All this is clearly right, and her case is well made. The problem is that in making the case, Lloyd herself makes some androcentric assumptions. A big one is her almost Clintonesque definition of sex. An important point in almost all of her arguments is that women orgasm more readily in masturbation than in sex, a fact which she refers to as the orgasm/intercourse discrepancy. The root of this discrepincy, according to Lloyd, is that in masturbation, the clitoris is stimulated directly, where intercourse--defined as vaginal penetration--only stimulates the clitoris indirectly.

The orgasm/intercourse discrepancy is what allows her to dismiss all the evolutionary models that revolve around social bonding. All of the social bonding models Lloyd finds in the literature are actually pair-bond models--they assume that if orgasm helped social bonding, it must have helped lifetime monogamous pairings. All of these models are ultimately decended from the ur-nonsense on human evolution from Desmond Morris. According to Lloyd, the root problem with all these models is the orgasm/intercourse discrepancy. If women orgasm more easily solo, how could orgasm have helped the pair bond?

Now, I'm not a fan of the Desmond Morris models either, but Lloyd's objection to them is flawed. The orgasm/intercourse discrepancy only exists if you assume that sex is vaginal penetration. Now I know this definition of sex is popular among ex-presidents and Christian teens who wish to maintain that they are virgins, but it never made much sense to me. I mean, the word “sex” is right there in the name “oral sex.” Once you count oral sex as sex, the orgasm/intercourse discrepancy disappears. Really, the orgasm/intercourse discrepancy is a discrepancy between clitoral and vaginal stimulation. But clitoral stimulation has no special tie to masturbation, and vaginal stimulation has no special tie to intercourse.

The real problem with the Morris pair bond models is the "pair" part of social bonding.
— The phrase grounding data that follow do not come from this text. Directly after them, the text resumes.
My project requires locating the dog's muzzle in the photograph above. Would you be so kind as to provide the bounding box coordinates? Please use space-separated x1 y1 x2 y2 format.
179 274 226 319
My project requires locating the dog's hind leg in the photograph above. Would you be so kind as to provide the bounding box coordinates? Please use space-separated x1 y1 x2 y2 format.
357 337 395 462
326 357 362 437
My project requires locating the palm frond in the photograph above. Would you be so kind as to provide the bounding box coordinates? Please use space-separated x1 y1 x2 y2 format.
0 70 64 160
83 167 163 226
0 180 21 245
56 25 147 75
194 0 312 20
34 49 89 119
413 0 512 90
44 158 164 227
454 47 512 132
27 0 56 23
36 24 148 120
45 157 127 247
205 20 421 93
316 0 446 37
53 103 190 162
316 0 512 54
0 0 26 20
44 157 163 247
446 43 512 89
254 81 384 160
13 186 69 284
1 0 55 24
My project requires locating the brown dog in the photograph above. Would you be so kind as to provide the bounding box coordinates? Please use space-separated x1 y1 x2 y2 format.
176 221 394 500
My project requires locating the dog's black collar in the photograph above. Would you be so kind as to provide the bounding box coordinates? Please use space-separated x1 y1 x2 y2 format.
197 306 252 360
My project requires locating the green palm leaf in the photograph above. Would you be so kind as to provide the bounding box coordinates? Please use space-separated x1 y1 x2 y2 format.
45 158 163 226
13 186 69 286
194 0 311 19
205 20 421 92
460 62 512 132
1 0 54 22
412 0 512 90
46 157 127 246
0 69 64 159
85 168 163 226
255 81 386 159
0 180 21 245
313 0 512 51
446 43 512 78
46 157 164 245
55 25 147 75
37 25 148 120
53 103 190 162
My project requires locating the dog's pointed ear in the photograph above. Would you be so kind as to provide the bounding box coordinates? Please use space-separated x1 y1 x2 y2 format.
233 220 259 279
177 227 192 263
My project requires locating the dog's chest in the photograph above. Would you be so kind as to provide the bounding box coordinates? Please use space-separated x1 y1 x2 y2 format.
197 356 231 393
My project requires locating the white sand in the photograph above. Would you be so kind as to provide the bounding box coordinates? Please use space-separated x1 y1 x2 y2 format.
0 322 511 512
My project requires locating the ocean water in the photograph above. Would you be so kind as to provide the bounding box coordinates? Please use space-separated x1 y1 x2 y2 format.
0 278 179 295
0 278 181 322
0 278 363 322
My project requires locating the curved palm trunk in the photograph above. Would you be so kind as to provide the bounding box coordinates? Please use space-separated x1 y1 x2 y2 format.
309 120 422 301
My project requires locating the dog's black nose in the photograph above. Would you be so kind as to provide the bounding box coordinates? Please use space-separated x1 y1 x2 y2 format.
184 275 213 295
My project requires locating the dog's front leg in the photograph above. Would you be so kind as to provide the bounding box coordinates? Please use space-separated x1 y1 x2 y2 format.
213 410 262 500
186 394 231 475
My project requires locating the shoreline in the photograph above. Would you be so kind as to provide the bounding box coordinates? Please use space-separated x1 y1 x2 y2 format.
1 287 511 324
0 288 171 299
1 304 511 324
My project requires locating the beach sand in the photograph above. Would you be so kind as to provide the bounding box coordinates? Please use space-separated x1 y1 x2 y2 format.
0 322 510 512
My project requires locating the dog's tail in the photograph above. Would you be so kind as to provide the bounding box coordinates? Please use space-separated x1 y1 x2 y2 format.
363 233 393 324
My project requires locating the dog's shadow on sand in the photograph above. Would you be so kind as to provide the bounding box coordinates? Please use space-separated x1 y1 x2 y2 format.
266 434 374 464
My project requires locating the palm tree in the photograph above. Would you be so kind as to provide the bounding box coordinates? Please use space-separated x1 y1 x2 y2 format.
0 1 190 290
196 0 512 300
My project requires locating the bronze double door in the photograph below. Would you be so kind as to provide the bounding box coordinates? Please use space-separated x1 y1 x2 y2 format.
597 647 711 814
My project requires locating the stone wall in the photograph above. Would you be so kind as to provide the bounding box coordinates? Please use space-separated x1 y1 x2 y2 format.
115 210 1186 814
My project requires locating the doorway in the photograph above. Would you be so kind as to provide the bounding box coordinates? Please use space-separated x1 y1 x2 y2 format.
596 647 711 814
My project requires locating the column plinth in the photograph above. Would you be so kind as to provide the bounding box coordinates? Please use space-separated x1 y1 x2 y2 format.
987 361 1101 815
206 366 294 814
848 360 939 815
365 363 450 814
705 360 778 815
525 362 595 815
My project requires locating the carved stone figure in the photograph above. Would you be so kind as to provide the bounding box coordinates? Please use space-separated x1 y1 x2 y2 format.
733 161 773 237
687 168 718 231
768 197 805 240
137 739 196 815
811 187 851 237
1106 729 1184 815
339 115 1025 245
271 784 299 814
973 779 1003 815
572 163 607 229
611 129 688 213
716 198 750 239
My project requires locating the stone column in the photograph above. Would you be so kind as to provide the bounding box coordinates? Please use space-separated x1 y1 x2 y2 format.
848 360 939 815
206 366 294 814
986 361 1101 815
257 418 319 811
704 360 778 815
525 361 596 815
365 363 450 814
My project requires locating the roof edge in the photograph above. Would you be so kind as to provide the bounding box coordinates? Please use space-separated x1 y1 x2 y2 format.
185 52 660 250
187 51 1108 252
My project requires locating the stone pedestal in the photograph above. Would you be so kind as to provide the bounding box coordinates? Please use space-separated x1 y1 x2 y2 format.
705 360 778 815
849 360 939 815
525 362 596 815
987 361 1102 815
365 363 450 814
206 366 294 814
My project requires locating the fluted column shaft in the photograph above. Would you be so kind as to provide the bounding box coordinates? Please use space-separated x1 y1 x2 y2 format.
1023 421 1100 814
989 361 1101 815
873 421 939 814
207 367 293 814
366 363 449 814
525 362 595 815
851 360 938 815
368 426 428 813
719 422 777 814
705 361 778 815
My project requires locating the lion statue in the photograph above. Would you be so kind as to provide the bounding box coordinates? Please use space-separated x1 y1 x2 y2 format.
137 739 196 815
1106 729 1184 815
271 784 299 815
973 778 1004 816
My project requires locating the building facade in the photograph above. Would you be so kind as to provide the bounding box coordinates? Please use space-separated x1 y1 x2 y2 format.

There's no reason to assume that our ancestors used our odd mating system. Moreover, we already know that sexual pleasure in general is adaptive in Bonobos, who are flagrantly nonmonogamous. So why isn't there a model out there which tells the story of the evolution of the human female orgasm based on an analogy to the currant adaptive of sexual pleasure in general in bonobos? Shouldn't Frans de Waal be on this?


Hohmann, G, and B. Fruth. 2000. Use and function fo genital contacts among female bonobos. Animal Behavior 60:107-120.